Boursoufflé, lourd, parsemé
de personnages inutiles (le maire…) et de scènes comiques
incongrues (les commerçants chinois…), c'est un mélo
un peu raté, au scénario improbable et peu crédible,
avec un Poelvoorde qui en fait des tonnes face à trois comédiennes
(Deneuve, Chiara Mastroianni et Charlotte Gainsbourg) qui ne se
renouvellent pas et semblent sorties de films que l'on a déjà
vus. Et pourtant… pourtant ça fonctionne. L'émotion
prend aux moments où l'on ne s'y attend pas. La famille des
deux sœurs n'est pas particulièrement chaleureuse, mais
quelque chose d'impalpable se passe entre les actrices, quelque
chose qui rend crédible leurs regards, leurs échanges
et leurs étreintes. Et là, dans les yeux de Charlotte,
tout d'un coup, on sent une telle détresse et tout ce qui
ne se dit pas passe à l'écran, Chiara ne retient pas
ses larmes, Deneuve fait semblant de ne pas comprendre, et nous,
spectateurs, on est à leur table, et on se dit, putain c'est
ça aussi le ciné, être emporté par des
riens…
Benoît Jacquot laisse du temps aux scènes, et puis
soudain accélère, il y a un vrai rythme, l'urgence
(urgence de l'amour, des retrouvailles, de la fuite…) succède
au calme d'un instant suspendu, une grâce qui se prolonge,
baignée de lumière… au loin on entend des enfants
jouer, le bruit de la rue ou les craquements d'une maison.
Difficile de comprendre pourquoi, là, on voudrait que cela
ne s'arrête pas.

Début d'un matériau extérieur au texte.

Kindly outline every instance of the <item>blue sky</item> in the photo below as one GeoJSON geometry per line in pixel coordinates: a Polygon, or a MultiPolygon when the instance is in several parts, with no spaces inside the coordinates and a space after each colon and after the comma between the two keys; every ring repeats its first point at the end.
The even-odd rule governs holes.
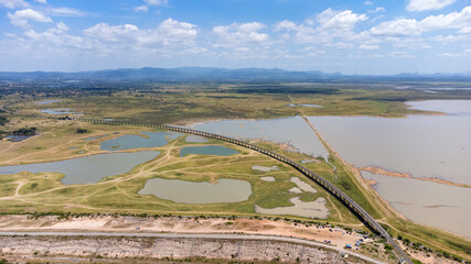
{"type": "Polygon", "coordinates": [[[0,70],[471,72],[469,0],[0,0],[0,70]]]}

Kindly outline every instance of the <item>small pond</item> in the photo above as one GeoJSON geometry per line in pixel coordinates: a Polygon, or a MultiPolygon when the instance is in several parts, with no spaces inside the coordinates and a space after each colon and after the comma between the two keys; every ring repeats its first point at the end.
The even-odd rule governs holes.
{"type": "Polygon", "coordinates": [[[93,140],[98,140],[105,136],[108,136],[109,134],[104,134],[104,135],[97,135],[97,136],[90,136],[90,138],[86,138],[84,139],[84,141],[93,141],[93,140]]]}
{"type": "Polygon", "coordinates": [[[277,207],[266,209],[255,205],[255,211],[264,215],[291,215],[306,218],[325,219],[329,216],[329,209],[325,207],[325,199],[319,197],[314,201],[301,201],[299,197],[291,198],[289,201],[295,204],[291,207],[277,207]]]}
{"type": "Polygon", "coordinates": [[[185,139],[186,142],[199,142],[199,143],[203,143],[203,142],[207,142],[206,138],[200,136],[200,135],[193,135],[190,134],[186,136],[185,139]]]}
{"type": "Polygon", "coordinates": [[[323,108],[322,106],[318,106],[318,105],[310,105],[310,103],[289,103],[288,107],[314,107],[314,108],[323,108]]]}
{"type": "Polygon", "coordinates": [[[61,162],[34,163],[15,166],[0,166],[0,175],[31,173],[62,173],[64,185],[94,184],[107,176],[115,176],[131,170],[139,164],[146,163],[160,152],[143,151],[135,153],[108,153],[86,157],[77,157],[61,162]]]}
{"type": "Polygon", "coordinates": [[[45,101],[36,102],[36,105],[47,105],[47,103],[60,102],[60,101],[62,100],[45,100],[45,101]]]}
{"type": "Polygon", "coordinates": [[[264,167],[264,166],[251,166],[251,169],[254,170],[260,170],[260,172],[271,172],[271,170],[279,170],[279,168],[277,167],[277,165],[274,165],[271,167],[264,167]]]}
{"type": "Polygon", "coordinates": [[[312,193],[312,194],[318,193],[318,190],[315,190],[311,185],[309,185],[308,183],[301,180],[298,177],[292,177],[291,178],[291,183],[295,183],[299,187],[299,189],[301,189],[303,191],[312,193]]]}
{"type": "Polygon", "coordinates": [[[217,184],[210,184],[153,178],[146,183],[139,194],[180,204],[237,202],[250,197],[251,186],[239,179],[220,179],[217,184]]]}
{"type": "Polygon", "coordinates": [[[49,114],[81,114],[79,112],[75,112],[74,110],[68,108],[44,109],[41,110],[41,112],[49,114]]]}
{"type": "Polygon", "coordinates": [[[238,153],[239,152],[236,150],[220,145],[185,146],[180,150],[180,156],[186,156],[189,154],[231,156],[238,153]]]}
{"type": "Polygon", "coordinates": [[[20,142],[20,141],[23,141],[23,140],[28,140],[28,139],[30,139],[31,136],[34,136],[34,135],[7,135],[6,138],[10,139],[11,142],[20,142]]]}
{"type": "Polygon", "coordinates": [[[171,140],[178,139],[181,133],[173,132],[141,132],[141,135],[121,135],[114,140],[100,143],[100,150],[104,151],[122,151],[139,147],[163,146],[171,140]]]}

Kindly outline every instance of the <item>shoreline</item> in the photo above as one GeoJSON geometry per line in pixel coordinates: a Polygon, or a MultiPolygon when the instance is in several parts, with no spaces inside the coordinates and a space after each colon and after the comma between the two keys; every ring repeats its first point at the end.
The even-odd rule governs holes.
{"type": "Polygon", "coordinates": [[[373,174],[384,175],[384,176],[388,176],[388,177],[410,178],[410,179],[426,180],[426,182],[431,182],[431,183],[436,183],[436,184],[443,184],[443,185],[450,185],[450,186],[462,187],[462,188],[471,188],[471,185],[467,185],[467,184],[453,183],[453,182],[439,179],[439,178],[413,177],[410,174],[390,172],[390,170],[386,170],[382,167],[367,166],[367,167],[356,167],[356,169],[365,170],[365,172],[373,173],[373,174]]]}

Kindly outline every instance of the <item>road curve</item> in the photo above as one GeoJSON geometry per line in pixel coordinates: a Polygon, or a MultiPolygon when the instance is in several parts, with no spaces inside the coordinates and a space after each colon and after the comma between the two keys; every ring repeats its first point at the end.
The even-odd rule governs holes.
{"type": "MultiPolygon", "coordinates": [[[[58,119],[58,118],[51,118],[51,119],[58,119]]],[[[296,168],[303,175],[306,175],[308,178],[315,182],[318,185],[322,186],[325,190],[328,190],[330,194],[332,194],[335,198],[338,198],[342,204],[344,204],[354,215],[356,215],[360,220],[367,223],[370,228],[376,232],[379,233],[384,239],[386,239],[387,243],[389,243],[396,254],[398,255],[399,260],[402,262],[406,262],[408,264],[413,264],[409,256],[400,249],[400,246],[393,240],[393,238],[389,235],[389,233],[384,230],[384,228],[376,222],[376,220],[373,219],[370,213],[367,213],[358,204],[356,204],[352,198],[350,198],[346,194],[344,194],[342,190],[340,190],[336,186],[328,182],[327,179],[322,178],[314,172],[310,170],[309,168],[302,166],[301,164],[289,160],[285,156],[281,156],[275,152],[268,151],[264,147],[239,141],[233,138],[218,135],[214,133],[208,133],[204,131],[199,130],[192,130],[192,129],[185,129],[180,127],[173,127],[173,125],[161,125],[161,124],[150,124],[150,123],[137,123],[137,122],[127,122],[127,121],[108,121],[108,120],[100,120],[100,119],[82,119],[82,118],[65,118],[66,120],[74,120],[74,121],[82,121],[82,122],[93,122],[93,123],[103,123],[103,124],[117,124],[117,125],[136,125],[136,127],[147,127],[147,128],[156,128],[161,130],[170,130],[175,132],[182,132],[188,134],[195,134],[201,135],[210,139],[221,140],[225,142],[229,142],[232,144],[240,145],[254,151],[257,151],[261,154],[265,154],[267,156],[270,156],[275,160],[278,160],[280,162],[283,162],[285,164],[290,165],[291,167],[296,168]]]]}
{"type": "Polygon", "coordinates": [[[215,239],[215,240],[260,240],[260,241],[279,241],[290,242],[315,248],[323,248],[334,250],[340,253],[346,253],[367,261],[374,264],[385,264],[368,256],[345,251],[341,248],[315,242],[312,240],[304,240],[298,238],[276,237],[276,235],[259,235],[259,234],[226,234],[226,233],[148,233],[148,232],[0,232],[0,237],[127,237],[127,238],[159,238],[159,239],[215,239]]]}

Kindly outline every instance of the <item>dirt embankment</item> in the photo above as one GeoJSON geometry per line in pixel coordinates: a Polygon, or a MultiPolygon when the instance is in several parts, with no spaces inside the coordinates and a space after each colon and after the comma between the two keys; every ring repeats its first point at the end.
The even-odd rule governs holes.
{"type": "Polygon", "coordinates": [[[357,167],[356,169],[370,172],[373,174],[381,174],[381,175],[385,175],[385,176],[390,176],[390,177],[413,178],[413,179],[432,182],[432,183],[437,183],[437,184],[445,184],[445,185],[451,185],[451,186],[457,186],[457,187],[471,188],[470,185],[465,185],[465,184],[452,183],[452,182],[448,182],[448,180],[439,179],[439,178],[425,178],[425,177],[416,178],[416,177],[413,177],[410,174],[390,172],[390,170],[386,170],[382,167],[357,167]]]}
{"type": "MultiPolygon", "coordinates": [[[[2,238],[2,255],[10,261],[51,261],[61,263],[129,263],[139,260],[154,261],[189,257],[254,261],[265,263],[367,263],[352,256],[344,257],[336,251],[298,243],[269,240],[231,240],[201,238],[2,238]],[[261,261],[261,262],[260,262],[261,261]]],[[[180,261],[179,261],[180,262],[180,261]]],[[[234,263],[233,262],[233,263],[234,263]]],[[[201,262],[202,263],[202,262],[201,262]]]]}
{"type": "Polygon", "coordinates": [[[81,217],[58,220],[57,217],[34,219],[28,216],[1,216],[0,231],[86,231],[86,232],[171,232],[171,233],[246,233],[269,234],[309,239],[313,241],[330,240],[332,245],[344,248],[354,244],[356,233],[341,229],[317,227],[288,222],[283,220],[257,220],[238,218],[197,219],[190,217],[81,217]]]}

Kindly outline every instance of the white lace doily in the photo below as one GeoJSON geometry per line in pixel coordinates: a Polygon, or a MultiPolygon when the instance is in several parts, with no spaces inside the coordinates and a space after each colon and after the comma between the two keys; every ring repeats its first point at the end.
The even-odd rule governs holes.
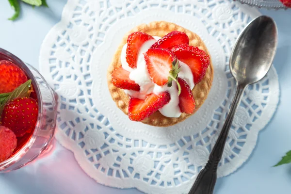
{"type": "MultiPolygon", "coordinates": [[[[235,82],[229,54],[244,26],[259,13],[226,0],[68,0],[41,47],[42,73],[60,96],[56,137],[101,184],[146,193],[188,193],[206,163],[228,111],[235,82]],[[159,128],[130,121],[116,106],[106,72],[124,34],[141,23],[165,20],[196,32],[212,57],[209,97],[185,121],[159,128]]],[[[274,67],[249,87],[218,169],[233,172],[251,154],[278,101],[274,67]]]]}

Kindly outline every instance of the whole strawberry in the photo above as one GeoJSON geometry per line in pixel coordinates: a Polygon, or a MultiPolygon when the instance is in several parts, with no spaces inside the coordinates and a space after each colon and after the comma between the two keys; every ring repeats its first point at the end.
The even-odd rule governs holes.
{"type": "Polygon", "coordinates": [[[12,92],[27,81],[20,68],[9,61],[0,61],[0,94],[12,92]]]}
{"type": "Polygon", "coordinates": [[[17,146],[17,139],[11,130],[0,126],[0,162],[12,154],[17,146]]]}
{"type": "Polygon", "coordinates": [[[35,100],[31,97],[17,97],[4,107],[1,115],[1,124],[11,129],[16,137],[35,127],[38,106],[35,100]]]}
{"type": "Polygon", "coordinates": [[[291,0],[280,0],[280,1],[286,7],[291,7],[291,0]]]}

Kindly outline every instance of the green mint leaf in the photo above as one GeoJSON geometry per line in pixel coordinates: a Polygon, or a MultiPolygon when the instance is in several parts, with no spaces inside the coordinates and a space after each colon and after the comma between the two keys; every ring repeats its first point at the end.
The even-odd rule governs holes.
{"type": "Polygon", "coordinates": [[[32,80],[28,80],[25,83],[22,83],[13,92],[9,93],[9,95],[2,101],[1,105],[0,105],[0,115],[3,111],[5,105],[10,100],[18,97],[29,97],[31,84],[32,80]]]}
{"type": "Polygon", "coordinates": [[[46,0],[41,0],[42,2],[42,5],[45,7],[48,7],[48,4],[47,3],[47,1],[46,0]]]}
{"type": "Polygon", "coordinates": [[[172,63],[172,69],[170,70],[170,75],[168,77],[168,87],[172,86],[173,81],[175,81],[178,86],[178,95],[181,94],[181,86],[178,81],[178,74],[180,70],[179,61],[176,58],[172,63]]]}
{"type": "Polygon", "coordinates": [[[281,160],[281,161],[278,162],[277,164],[274,166],[274,167],[289,163],[291,163],[291,150],[286,153],[286,155],[282,157],[282,160],[281,160]]]}
{"type": "Polygon", "coordinates": [[[30,5],[35,5],[35,6],[38,6],[38,7],[39,6],[41,6],[42,3],[42,0],[21,0],[27,4],[29,4],[30,5]]]}
{"type": "Polygon", "coordinates": [[[168,77],[168,87],[169,88],[172,86],[172,82],[173,81],[173,79],[170,77],[168,77]]]}
{"type": "Polygon", "coordinates": [[[14,10],[15,13],[13,16],[8,19],[10,20],[14,21],[18,18],[20,13],[20,6],[18,0],[8,0],[11,8],[14,10]]]}
{"type": "Polygon", "coordinates": [[[2,103],[5,101],[6,98],[9,96],[10,92],[8,93],[2,93],[0,94],[0,105],[2,104],[2,103]]]}
{"type": "Polygon", "coordinates": [[[172,63],[172,70],[170,71],[170,73],[173,77],[177,78],[180,70],[179,61],[176,58],[172,63]]]}

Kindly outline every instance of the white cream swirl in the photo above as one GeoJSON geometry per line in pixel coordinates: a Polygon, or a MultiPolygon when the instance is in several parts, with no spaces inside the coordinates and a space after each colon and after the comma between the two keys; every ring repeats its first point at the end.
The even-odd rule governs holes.
{"type": "MultiPolygon", "coordinates": [[[[158,36],[154,36],[154,38],[155,39],[149,40],[145,42],[140,48],[137,57],[137,67],[134,69],[129,67],[126,61],[127,44],[123,46],[121,56],[122,68],[130,72],[129,79],[134,81],[140,87],[139,92],[128,90],[124,90],[124,91],[130,97],[140,99],[146,98],[146,96],[151,93],[158,95],[167,91],[171,97],[171,100],[169,103],[159,109],[159,111],[162,114],[167,117],[178,118],[181,115],[181,111],[179,108],[179,97],[176,83],[173,81],[172,87],[169,88],[167,85],[160,86],[156,84],[150,79],[146,68],[144,53],[146,52],[157,40],[161,38],[158,36]]],[[[191,89],[193,89],[194,85],[191,70],[186,64],[180,61],[179,62],[181,70],[178,77],[185,80],[191,89]]]]}

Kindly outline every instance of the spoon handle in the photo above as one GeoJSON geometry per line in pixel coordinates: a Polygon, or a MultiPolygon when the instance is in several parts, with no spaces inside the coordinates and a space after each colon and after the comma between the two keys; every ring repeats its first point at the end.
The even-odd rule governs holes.
{"type": "Polygon", "coordinates": [[[213,147],[208,162],[197,177],[189,194],[212,194],[216,182],[218,163],[221,159],[228,131],[234,115],[241,102],[246,85],[238,85],[230,110],[213,147]]]}

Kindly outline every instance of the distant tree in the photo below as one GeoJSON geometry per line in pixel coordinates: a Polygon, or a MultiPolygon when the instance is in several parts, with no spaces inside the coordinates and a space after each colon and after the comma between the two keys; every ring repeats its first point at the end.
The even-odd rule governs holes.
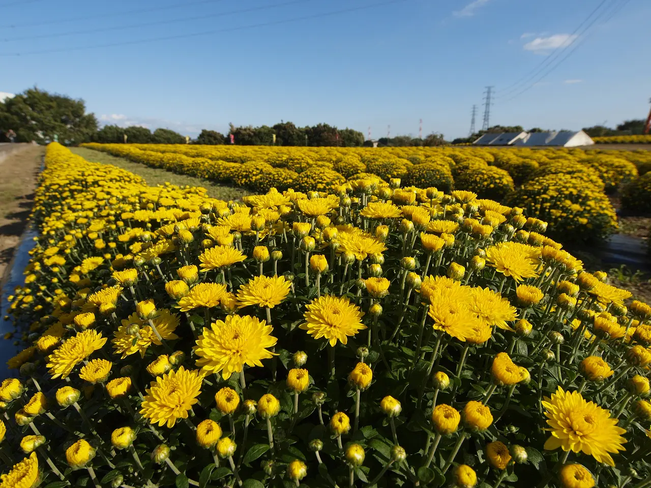
{"type": "Polygon", "coordinates": [[[357,148],[364,144],[364,134],[359,131],[346,128],[339,131],[339,145],[347,148],[357,148]]]}
{"type": "Polygon", "coordinates": [[[150,144],[154,140],[151,131],[146,127],[132,126],[126,128],[122,133],[126,134],[129,144],[150,144]]]}
{"type": "Polygon", "coordinates": [[[0,103],[0,135],[13,130],[16,141],[46,144],[57,136],[62,144],[90,140],[97,131],[94,114],[84,101],[31,88],[0,103]]]}
{"type": "Polygon", "coordinates": [[[615,131],[609,127],[604,126],[593,126],[592,127],[584,127],[583,131],[590,137],[603,137],[607,135],[615,135],[615,131]]]}
{"type": "Polygon", "coordinates": [[[193,142],[193,144],[206,144],[216,145],[219,144],[225,144],[226,138],[216,131],[210,131],[207,129],[202,129],[201,133],[193,142]]]}
{"type": "Polygon", "coordinates": [[[339,146],[339,132],[327,124],[305,128],[309,146],[339,146]]]}
{"type": "Polygon", "coordinates": [[[185,144],[186,137],[169,129],[156,129],[152,134],[154,144],[185,144]]]}
{"type": "Polygon", "coordinates": [[[633,120],[626,120],[617,126],[617,130],[626,131],[631,134],[641,134],[644,130],[646,120],[639,118],[633,120]]]}
{"type": "Polygon", "coordinates": [[[443,139],[443,135],[434,132],[426,136],[422,141],[422,145],[428,147],[443,146],[444,144],[445,144],[445,140],[443,139]]]}
{"type": "Polygon", "coordinates": [[[118,126],[104,126],[93,134],[92,141],[102,144],[117,144],[124,142],[124,129],[118,126]]]}
{"type": "Polygon", "coordinates": [[[281,121],[273,126],[276,133],[276,146],[305,146],[305,131],[293,122],[281,121]]]}

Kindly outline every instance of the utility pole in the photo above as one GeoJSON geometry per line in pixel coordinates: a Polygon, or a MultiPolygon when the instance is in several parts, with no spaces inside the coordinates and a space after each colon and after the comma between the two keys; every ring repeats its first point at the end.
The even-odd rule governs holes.
{"type": "Polygon", "coordinates": [[[477,106],[476,105],[473,105],[473,118],[470,119],[470,132],[468,133],[468,137],[470,137],[475,133],[475,116],[477,115],[477,106]]]}
{"type": "Polygon", "coordinates": [[[488,130],[490,127],[491,95],[493,88],[494,87],[486,87],[486,90],[484,92],[484,124],[482,125],[482,130],[488,130]]]}
{"type": "MultiPolygon", "coordinates": [[[[649,98],[649,103],[651,103],[651,98],[649,98]]],[[[649,115],[646,117],[646,123],[644,124],[644,133],[648,134],[649,131],[651,131],[651,109],[649,109],[649,115]]]]}

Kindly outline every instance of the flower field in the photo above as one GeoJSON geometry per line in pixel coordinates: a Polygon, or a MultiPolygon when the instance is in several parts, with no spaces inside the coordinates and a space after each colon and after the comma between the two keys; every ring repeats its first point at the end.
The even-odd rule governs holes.
{"type": "Polygon", "coordinates": [[[651,168],[648,152],[580,149],[297,148],[100,144],[105,151],[149,166],[266,193],[329,191],[347,181],[372,177],[445,192],[472,191],[523,207],[549,224],[564,242],[599,240],[616,229],[607,194],[651,168]]]}
{"type": "Polygon", "coordinates": [[[638,135],[607,135],[592,137],[596,144],[651,144],[651,134],[638,135]]]}
{"type": "Polygon", "coordinates": [[[497,191],[482,178],[508,168],[514,201],[554,219],[540,201],[603,192],[623,163],[352,152],[317,180],[298,151],[117,146],[304,185],[225,202],[49,144],[0,487],[651,486],[651,306],[525,208],[451,189],[497,191]]]}

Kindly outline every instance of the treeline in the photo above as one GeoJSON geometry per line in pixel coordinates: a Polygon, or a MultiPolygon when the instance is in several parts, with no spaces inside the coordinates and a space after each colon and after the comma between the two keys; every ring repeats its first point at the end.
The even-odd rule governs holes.
{"type": "Polygon", "coordinates": [[[38,88],[25,90],[0,102],[0,142],[47,144],[58,141],[66,145],[81,142],[128,142],[132,144],[231,144],[243,146],[438,146],[445,144],[442,134],[424,139],[410,136],[383,137],[365,141],[359,131],[339,129],[327,124],[297,127],[281,121],[274,126],[236,127],[229,124],[227,134],[204,129],[195,139],[169,129],[153,132],[145,127],[104,126],[100,128],[93,113],[86,113],[83,100],[51,94],[38,88]]]}

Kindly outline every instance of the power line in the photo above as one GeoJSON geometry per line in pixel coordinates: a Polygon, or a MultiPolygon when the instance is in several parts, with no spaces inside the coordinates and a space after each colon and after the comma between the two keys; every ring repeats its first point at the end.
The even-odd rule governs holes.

Et puis vient la fin du film, un peu bizarre,
après un plan sublime sur le visage de Charlotte (apaisée
? soulagée ? épuisée ? défaite ? tout
peut se lire à ce moment-là), un retour en arrière,
et si le temps n'avait pas fait son œuvre, on peut alors imaginer
un autre récit, plus doux, dont on n'a pas vraiment besoin.